Her sultry stoicism shattered into giggles. “What’s Dunkin’ Punkin’?”

“Well, it’s nothing, because the people at Dunkin’ Donuts won’t return my calls. But it should be the name of their pumpkin-spice latte.”

She considered that for a moment. “That’s genius.”

He shrugged. “I know.”

“Lowest-hanging fruit of all time.”

“This is what I’m saying.”

The photo shoot was over. She turned back to face the Friends building, and he stood from his crouched position and stopped filming. He’d captured some moments that he would treasure for a lifetime, and now he just wanted to be in this moment with her.

“Thank you for bringing me here.” She squeezed herself in under the crook of his shoulder as he extended his arm around her. “Is it so much to ask that every day in my life exceeds my expectations, like it does when I’m hanging out with you?”

Cole chuckled softly. “That seems like a reasonable request.” And he’d give anything to be able to honor it. He leaned over and kissed the top of her head and sighed. “We’re good, right?”

He hadn’t meant to ask it. He felt foolish for asking it, actually, apart from the fact that no filter between them seemed, at least to Cole, like a solid indication that they were, in fact, fine. He needed them to be fine.

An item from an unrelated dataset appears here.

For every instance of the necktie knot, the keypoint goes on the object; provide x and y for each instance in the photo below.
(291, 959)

“Of course.” She wrapped both arms around his torso and looked up at him. “We’re better than good.”

He studied her face. Not for signs that she was hiding something. Not for indications that there was anything she wasn’t saying. Maybe he should have been, but that just didn’t occur to him right then. Instead, he looked for more signs of their history written across her features. She was wearing a little makeup now, but he liked that she never wore too much. It would be a crime to cover up the freckles across the bridge of her nose. He’d consider it a personal affront if she somehow blended the tiny little scar above her left eyebrow—the one she’d gotten when they were in kindergarten and a mama magpie had misinterpreted her compassion toward her nestlings as a threat—out of existence. And if her lips were ever transformed into anything but that perfect pout . . . The one that made her bottom lip look like it was effortlessly reaching for him . . . The one that he hadn’t noticed over the course of nearly forty years but that he couldn’t stop obsessing over now that his eyes were open . . .

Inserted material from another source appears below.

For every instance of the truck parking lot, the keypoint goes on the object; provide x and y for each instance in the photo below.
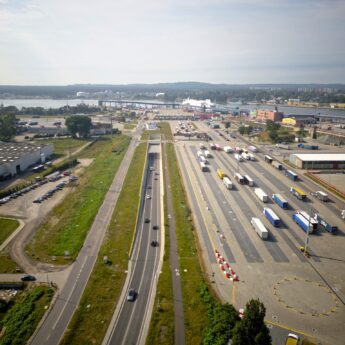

“Shall we carry on?” she asked. “Or should we try to get in there and see if there are any ridiculously oversize rent-controlled apartments we can move into?” She gave him one more squeeze and then began walking back onto Bedford. “Back this way, you think?”

She turned back and faced him when she realized he hadn’t followed. “You okay?”

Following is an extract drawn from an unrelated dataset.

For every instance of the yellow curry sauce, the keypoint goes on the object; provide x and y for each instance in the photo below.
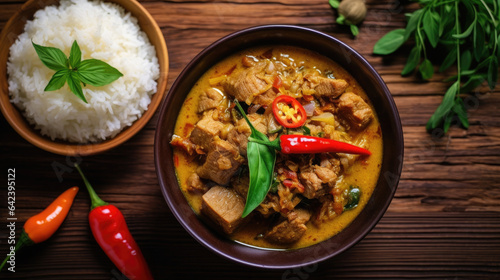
(363, 172)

It was better this way. She was fine. They were good. He was . . .

Well, he wasn’t quite sure what he was. Happy seemed like a bit of a stretch, with all he still had to figure out in his life. And the thoughts he was having about her—no longer the way-in-the-future thoughts his dream had forced upon him but the it-would-be-so-easy-to-kiss-her type that felt so much more dangerous—sort of deprived him of the ability to say he was comfortable and carefree. But he was having fun. He was savoring the moments. He was creating more memories.

He was with Laila.

“I’m great.” He jogged to the curb after her once a bicyclist had passed in front of him. “Who should we go see next? Do Will and Grace live close by? Which Law & Order cops work this beat, do you think?”

“Ooh! Doesn’t Carrie Bradshaw live in the West Village?”

Cole looked behind him—at what exactly, there was no telling. “Where’s the West Village?”

“I’m pretty sure we’re in the West Village.”

“What happened to Tribeca?”

“It’s still there. The Ghostbusters are holding down the fort while we’re away.” She stopped and looked up at him, and he shrugged, causing her to shake her head and laugh. “Your homework assignment for tonight is to at least look at a map.”

And then they carried on toward other stuff, Laila wisely taking over and leading the way.